Minha amiga Marina Tavares escreveu recentemente um texto sobre a nova canção de Chico Buarque (o melhor que li até agora — leia aqui) que me encheu de terror e admiração. Explico: 1) Terror: pensei, quem ela acha que é pra "problematizar" uma canção (no caso, uma letra; a melodia é do maravilhoso Cristóvão Bastos) de nosso ídolo maior, que, além do mais, já anda tomando tanta porrada gratuita dos coxas sem noção? 2) Admiração: e por que não? Gal Costa disse certa vez numa entrevista a Jô Soares, cheia de empáfia (digo isso com dor no coração e também com a ousadia de quem sabe que jamais será gravado por ela), que a geração dela é imbatível. Pra mim, ela foi de uma infelicidade ímpar e prestou um desserviço aos compositores que pertencemos a uma geração posterior à sua.
E, voltando a Marina, a guria resolveu pegar (pra usar uma expressão machista e, portanto, arcaica) pelos bagos a poesia de Chico e escarafunchar justamente seu ponto fraco.

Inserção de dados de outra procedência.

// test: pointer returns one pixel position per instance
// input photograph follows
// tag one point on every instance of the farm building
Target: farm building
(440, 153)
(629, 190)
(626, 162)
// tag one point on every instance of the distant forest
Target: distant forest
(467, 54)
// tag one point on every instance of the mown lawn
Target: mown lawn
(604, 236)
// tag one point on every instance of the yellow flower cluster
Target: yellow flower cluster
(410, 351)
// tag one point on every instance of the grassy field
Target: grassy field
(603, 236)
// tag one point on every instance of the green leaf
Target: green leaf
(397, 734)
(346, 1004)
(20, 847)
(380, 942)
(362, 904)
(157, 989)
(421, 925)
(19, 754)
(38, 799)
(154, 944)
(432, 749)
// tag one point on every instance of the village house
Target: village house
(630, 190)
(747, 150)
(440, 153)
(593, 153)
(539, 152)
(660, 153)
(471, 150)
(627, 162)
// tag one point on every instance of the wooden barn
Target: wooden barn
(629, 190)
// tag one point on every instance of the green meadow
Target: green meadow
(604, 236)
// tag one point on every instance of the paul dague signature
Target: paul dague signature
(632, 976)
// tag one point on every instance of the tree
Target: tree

Numa letra praticamente perfeita, ela, com o tão necessário desrespeito dos jovens, foi no cerne e encontrou os temerários (o adjetivo já existia antes do golpista; que fique claro) versos "Largo mulher e filhos/ E de joelhos/ Vou te seguir". Antes de continuar, é preciso acrescentar que Chico, nosso rei da rima, cansado das riminhas normais e óbvias, agora está numa fase de aliteração. Sua cantiga está cheia de rimas apenas consonantais. Ex.: suspiro/ligeiro, nome/perfume, lenço/alcanço, filhos/joelhos, rainha/manha, talvez/feliz, nome(de novo)/ciúme, e por aí vai.

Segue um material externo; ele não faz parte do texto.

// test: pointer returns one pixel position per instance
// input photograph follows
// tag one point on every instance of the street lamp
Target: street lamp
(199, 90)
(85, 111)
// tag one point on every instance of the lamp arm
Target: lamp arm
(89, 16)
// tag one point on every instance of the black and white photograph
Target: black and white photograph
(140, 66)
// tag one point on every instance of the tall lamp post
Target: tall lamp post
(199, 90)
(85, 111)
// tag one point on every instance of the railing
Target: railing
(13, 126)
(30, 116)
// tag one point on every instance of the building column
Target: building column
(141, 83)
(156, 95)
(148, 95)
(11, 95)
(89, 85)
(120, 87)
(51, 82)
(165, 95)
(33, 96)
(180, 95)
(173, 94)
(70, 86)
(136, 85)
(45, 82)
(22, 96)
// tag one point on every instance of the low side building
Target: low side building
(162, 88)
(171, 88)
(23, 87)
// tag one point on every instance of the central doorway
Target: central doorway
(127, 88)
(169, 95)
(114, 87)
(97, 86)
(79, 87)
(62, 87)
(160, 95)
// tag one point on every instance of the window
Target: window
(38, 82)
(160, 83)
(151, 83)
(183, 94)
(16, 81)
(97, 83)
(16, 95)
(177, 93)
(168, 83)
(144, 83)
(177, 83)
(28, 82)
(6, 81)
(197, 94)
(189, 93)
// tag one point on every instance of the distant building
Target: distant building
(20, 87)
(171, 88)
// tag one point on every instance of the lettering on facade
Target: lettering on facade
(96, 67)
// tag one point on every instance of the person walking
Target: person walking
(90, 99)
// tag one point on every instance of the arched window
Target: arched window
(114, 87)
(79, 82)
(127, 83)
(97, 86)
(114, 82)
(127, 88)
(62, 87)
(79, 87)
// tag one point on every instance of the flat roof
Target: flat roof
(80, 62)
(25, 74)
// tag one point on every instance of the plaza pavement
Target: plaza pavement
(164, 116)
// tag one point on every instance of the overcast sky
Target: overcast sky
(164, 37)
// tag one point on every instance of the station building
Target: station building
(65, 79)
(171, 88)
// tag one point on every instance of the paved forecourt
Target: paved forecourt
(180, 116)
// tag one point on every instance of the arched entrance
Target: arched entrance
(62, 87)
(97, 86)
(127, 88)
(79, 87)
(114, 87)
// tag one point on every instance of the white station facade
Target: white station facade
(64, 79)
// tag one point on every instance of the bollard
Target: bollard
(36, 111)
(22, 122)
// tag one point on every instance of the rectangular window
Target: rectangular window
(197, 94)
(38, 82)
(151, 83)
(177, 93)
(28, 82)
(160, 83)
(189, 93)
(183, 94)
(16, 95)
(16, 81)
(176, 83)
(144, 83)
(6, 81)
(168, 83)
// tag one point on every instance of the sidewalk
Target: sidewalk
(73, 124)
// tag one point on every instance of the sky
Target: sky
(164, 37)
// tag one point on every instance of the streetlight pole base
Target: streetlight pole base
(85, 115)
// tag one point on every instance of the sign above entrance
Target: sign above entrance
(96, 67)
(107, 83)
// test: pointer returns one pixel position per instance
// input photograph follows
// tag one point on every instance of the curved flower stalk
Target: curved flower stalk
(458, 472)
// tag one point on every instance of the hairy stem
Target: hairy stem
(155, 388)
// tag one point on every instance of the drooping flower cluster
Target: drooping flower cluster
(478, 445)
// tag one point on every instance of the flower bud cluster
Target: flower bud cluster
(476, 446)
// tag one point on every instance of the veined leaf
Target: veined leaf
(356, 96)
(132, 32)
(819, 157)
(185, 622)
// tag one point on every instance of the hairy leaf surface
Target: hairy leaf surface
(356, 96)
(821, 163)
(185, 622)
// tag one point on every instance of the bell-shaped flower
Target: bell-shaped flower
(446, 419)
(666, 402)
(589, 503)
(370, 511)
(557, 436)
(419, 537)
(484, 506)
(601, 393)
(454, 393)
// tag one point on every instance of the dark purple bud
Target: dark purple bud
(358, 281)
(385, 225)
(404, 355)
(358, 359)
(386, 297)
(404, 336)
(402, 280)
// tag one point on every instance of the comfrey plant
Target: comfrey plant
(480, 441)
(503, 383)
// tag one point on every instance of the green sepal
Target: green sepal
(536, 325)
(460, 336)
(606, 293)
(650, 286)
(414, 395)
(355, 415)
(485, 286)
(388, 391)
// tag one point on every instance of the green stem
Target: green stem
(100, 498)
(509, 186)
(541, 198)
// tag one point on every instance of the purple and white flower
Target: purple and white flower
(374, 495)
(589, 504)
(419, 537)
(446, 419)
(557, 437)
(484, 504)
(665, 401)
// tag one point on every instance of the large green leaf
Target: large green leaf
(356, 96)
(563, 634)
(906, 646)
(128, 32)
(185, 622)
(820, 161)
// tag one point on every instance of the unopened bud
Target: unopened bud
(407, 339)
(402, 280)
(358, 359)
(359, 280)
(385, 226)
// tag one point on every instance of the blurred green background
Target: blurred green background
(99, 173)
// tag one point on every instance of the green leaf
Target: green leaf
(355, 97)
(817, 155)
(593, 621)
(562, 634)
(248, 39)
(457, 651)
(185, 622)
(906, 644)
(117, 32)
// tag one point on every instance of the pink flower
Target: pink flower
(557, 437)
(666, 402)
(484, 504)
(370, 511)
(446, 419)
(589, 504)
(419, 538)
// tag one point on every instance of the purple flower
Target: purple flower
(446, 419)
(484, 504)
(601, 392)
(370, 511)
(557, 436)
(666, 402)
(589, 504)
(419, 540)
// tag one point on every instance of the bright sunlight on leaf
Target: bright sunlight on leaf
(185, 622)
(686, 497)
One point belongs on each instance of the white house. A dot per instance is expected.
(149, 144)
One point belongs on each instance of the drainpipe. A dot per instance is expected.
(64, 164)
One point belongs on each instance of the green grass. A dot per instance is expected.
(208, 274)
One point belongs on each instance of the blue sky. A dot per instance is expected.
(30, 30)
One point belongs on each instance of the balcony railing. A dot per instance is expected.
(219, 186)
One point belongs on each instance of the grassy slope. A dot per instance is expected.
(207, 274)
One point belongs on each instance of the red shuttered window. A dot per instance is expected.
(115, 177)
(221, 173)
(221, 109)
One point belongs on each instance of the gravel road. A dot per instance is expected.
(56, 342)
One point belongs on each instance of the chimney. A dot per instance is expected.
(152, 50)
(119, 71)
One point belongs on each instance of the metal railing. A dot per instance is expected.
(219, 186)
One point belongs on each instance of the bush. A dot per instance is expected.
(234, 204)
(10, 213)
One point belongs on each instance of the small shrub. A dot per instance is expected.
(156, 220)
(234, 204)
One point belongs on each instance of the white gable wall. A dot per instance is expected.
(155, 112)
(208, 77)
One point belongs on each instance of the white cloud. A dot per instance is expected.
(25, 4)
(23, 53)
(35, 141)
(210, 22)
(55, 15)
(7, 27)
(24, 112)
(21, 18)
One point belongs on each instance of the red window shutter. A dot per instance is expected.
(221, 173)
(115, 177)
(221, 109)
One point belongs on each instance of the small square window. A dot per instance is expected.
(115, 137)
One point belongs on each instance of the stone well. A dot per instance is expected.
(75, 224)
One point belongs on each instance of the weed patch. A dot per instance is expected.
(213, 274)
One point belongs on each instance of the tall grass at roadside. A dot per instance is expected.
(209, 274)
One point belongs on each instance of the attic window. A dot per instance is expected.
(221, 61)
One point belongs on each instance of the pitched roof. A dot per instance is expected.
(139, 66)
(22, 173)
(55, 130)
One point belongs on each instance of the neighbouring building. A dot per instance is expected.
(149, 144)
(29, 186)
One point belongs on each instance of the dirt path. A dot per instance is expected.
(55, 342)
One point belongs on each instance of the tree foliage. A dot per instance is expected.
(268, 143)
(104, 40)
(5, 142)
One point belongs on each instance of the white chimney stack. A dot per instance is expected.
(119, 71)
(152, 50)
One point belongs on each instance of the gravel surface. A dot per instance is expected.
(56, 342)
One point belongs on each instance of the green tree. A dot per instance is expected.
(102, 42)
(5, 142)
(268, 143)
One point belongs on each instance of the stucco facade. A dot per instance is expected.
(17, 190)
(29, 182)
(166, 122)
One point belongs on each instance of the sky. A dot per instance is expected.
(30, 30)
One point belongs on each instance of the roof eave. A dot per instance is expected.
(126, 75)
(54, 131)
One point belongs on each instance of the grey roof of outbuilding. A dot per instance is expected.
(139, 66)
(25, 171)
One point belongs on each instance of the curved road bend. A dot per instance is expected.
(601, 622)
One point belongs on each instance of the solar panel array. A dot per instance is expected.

Mas re-voltemos a Marina, morena, Marina. Ela, com a elegância de quem possui fino trato com a bola (no caso, a palavra), morde e assopra, condenando os versos, mas absolvendo seu autor — em outra instância (Marina, perdão pela comparação; é galhofa), meio como um Moro que condena Lula, mas não o prende. Brincadeiras à parte, ela tem vários predicados que legitimam sua crítica, entre eles o fato de que é jovem, é mulher e é compositora; portanto, diria mesmo que, como tal, tem pleno direito de tocar na ferida. Li muitas opiniões sobre a canção, e a maioria cheia de obviedades, apenas incensando Chico com a admiração e a preguiça de sempre que é praxe quando tratamos de um ídolo. Já Marina teve "peito" pra ir no cerne da cantiga(/antiga?).

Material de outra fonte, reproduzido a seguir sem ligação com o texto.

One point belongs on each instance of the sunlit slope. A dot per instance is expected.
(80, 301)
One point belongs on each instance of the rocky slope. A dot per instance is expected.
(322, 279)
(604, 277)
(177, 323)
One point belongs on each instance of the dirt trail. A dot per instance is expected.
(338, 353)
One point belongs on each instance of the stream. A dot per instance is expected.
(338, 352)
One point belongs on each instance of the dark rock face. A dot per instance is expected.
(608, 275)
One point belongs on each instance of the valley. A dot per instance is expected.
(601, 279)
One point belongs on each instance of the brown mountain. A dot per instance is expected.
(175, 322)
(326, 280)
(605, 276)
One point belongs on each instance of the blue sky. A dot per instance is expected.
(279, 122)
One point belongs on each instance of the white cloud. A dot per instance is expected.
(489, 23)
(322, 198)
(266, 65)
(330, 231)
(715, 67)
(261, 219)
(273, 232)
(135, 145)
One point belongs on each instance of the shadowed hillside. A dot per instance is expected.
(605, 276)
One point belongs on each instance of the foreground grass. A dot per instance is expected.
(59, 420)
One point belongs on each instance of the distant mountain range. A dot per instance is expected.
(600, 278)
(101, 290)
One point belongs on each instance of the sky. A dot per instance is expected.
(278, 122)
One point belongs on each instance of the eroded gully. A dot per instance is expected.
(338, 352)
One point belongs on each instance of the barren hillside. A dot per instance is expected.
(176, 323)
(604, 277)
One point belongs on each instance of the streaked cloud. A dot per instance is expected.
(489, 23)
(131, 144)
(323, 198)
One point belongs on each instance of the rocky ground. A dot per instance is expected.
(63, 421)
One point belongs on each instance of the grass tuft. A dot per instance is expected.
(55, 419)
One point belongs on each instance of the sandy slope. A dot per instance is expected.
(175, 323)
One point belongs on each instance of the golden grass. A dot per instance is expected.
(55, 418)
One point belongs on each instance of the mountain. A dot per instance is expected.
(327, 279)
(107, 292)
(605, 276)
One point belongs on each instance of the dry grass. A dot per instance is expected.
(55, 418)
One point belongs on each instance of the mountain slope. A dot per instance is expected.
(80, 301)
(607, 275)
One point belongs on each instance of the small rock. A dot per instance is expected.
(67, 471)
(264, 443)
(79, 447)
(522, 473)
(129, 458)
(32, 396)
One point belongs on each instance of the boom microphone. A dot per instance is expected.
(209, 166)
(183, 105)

Venho notando com alegria e esperança que a galera jovem de hoje, apesar dos desmandos do país, transita em outro patamar. É uma geração que entende (e aceita) como natural (que é como devia ser sempre) temas que foram espinhosos no passado, como a opção sexual e a questão das drogas; está atenta e atuante em relação aos direitos das minorias (sejam negros, nordestinos, mulheres, imigrantes etc.); e não tem medo de se posicionar, mesmo quando carece de alicerce intelectual. E tem mais é que ser assim mesmo, pois os ignorantes de minha geração (eu incluído) costumavam baixar as orelhas pra quem falasse bonito (mesmo que só dissesse merda com cheiro de flor). Hoje, não.
Hoje, a insatisfação que pinta na boca do estômago sobe pra boca e deságua em grito. Fulano (leia-se o povo), como diz uma linda canção de mestre Gil, "sabe o que quer, mas o povo também quer o que não sabe". No tempo de Chico, e por falar em Gil, uma parceria de ambos dizia que "esse silêncio todo me atordoa". Hoje, o que não temos é silêncio. Claro, há muita abobrinha no ar, mas é o preço da democracia, e é bom que seja assim. Diziam os antigos que quem não chora não mama; e a geração atual não vai morrer de fome por falta de choro/grito. Ela pode pecar pelo excesso, mas nunca pela falta. Como Johnny Hooker chamando Ney Matogrosso na chincha por se considerar acima da causa gay.
Eu, por exemplo, jamais teria uma atitude como a de Johnny. Pra mim e, imagino, pra minha geração, Ney é intocável. Da mesma forma que não cutucaria nosso buarqueano baluarte com vara curta como fez Marina. Só que eu sou um representante (e, por que não?, uma vítima) de meu passado, aquele passado em que o silêncio atordoava. O que, se pararmos pra pensar, vai contra a própria obra de Chico. Talvez por isso minha geração tenha ecoado tão pouco, tenha ficado no gueto, repetindo acordes dissonantes e rimas(/temas?) que não interessavam mais a ninguém. É por isso que acho bonito — e louvável — a sem-cerimônia da galera que está vindo, que chega chegando, metendo o pé na porta e exigindo "comida, diversão e arte".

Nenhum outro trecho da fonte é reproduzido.